I heard an interesting talk this morning at the CFO Forum hosted by Broadpeak Collaborative in downtown Chicago. The speaker was John Aplin, Managing Partner of CID Capital. During the talk, John described the two different phases in an organization’s development.
The first phase is the entrepreneurial or creative phase. Those who have been in start-up organizations or have worked with them will easily recognize this phase. They are characterized by a creative drive to solve problems and a lack of organization or management controls. As John observed, it is at this stage in a company’s life when legends are created. It is the stories of amazing herculean feats to close deals with key customers that live on in organizations and shape their culture.
It is also in this creative phase that the seeds are planted for the “control crisis” that occurs as organizations reach the point when they need to evolve to the next phase – the administrative or maintenance phase.
At some point organizations reach the point as they continue to grow when they cannot maintain the quality and service levels that they want to provide to their customers. In order to maintain the expected level of quality they need to create and build the repeatable business processes that can be measured and managed. These business processes not only allow a company to continue to grow but also are essential for that growth. They also plant the seeds for the next crisis. The “stagnation crisis” occurs because companies become too internally focused and too married to their business process that they can no longer change.

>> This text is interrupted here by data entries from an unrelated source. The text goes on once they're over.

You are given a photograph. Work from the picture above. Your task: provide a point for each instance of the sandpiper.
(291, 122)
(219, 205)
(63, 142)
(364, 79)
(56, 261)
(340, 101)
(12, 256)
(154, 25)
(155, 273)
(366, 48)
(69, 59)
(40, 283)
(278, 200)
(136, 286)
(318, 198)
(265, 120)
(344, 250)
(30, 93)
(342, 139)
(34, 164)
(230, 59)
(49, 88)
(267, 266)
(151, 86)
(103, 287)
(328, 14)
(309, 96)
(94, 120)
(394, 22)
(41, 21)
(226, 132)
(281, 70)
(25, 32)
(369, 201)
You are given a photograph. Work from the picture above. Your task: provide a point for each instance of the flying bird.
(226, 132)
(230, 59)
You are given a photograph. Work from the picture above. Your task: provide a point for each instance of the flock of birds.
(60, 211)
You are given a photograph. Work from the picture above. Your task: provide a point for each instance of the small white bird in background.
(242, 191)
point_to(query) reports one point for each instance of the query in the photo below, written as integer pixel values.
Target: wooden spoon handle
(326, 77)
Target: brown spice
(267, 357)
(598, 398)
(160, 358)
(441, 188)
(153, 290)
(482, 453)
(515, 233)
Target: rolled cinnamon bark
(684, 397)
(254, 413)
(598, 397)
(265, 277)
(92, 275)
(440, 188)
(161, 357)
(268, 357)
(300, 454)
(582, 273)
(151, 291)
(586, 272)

While this description of a company’s life cycle is not particularly unique, I had a sense of hearing it again for the first time as I think about the challenges that face business owners and sales leaders as they lead their team and about the work that I do with these teams.
The sales team is, in most cases (all?), the group that will hold onto the creative phase and resist evolution to a mature and business process focus the longest. They frequently work shoulder to shoulder with the heroes and heroines of the corporate legends who got it done for their customers, who brought in the tough deals against the odds.

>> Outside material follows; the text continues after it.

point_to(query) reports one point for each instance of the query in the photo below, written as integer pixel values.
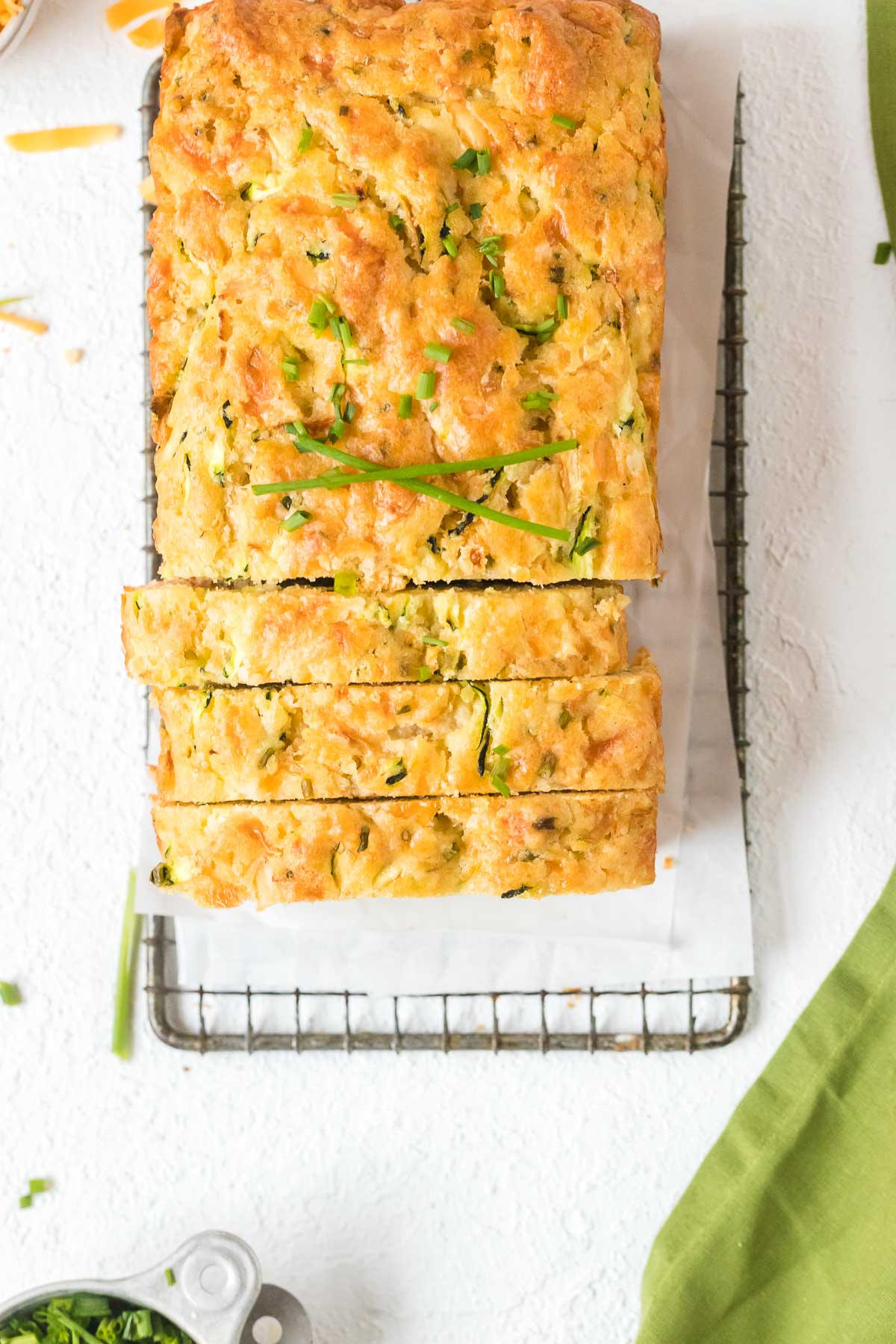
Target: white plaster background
(418, 1199)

They are close to the customer and sometime during their past sold for organizations that had become too bureaucratic. They have felt the pain first hand when they cannot deliver for the customer. They are the customers’ protectorates and advocates, being unresponsive are their greatest fear.
But even here, even in sales, at some point a company needs to introduce a level of structure and yes, a process to continue to grow. Or perhaps, I should say especially in sales. At an individual level, the best sales people recognize that much of selling is a disciplined process – calling and following up, qualifying opportunities. These are not random occurrences but refined sales techniques that the best sales people have developed over time.
The trick is to introduce this discipline across the organization without stifling the creativity that is also so much a part of the developing relationships with customers. So what is an organization to do? Step lightly. Collaborate with customers, and with the sales and marketing team. Recognize that less maybe more, especially as you begin the journey. Minimize what is required and back that up with metrics and evidence that proves to the whole team, why what is required is a better way. Encourage and incorporate innovation into the process. Maybe even build a process to keep listening to the customer in order to fend of the ‘stagnation crisis’.
People can survive their life crises by enduring them, companies cannot. If companies do not face their crises, they will flounder and collapse. There is an uneasy tension between creative and administrative that constantly needs to be rebalanced. Face the uncertainty, take a step forward but don’t stand still.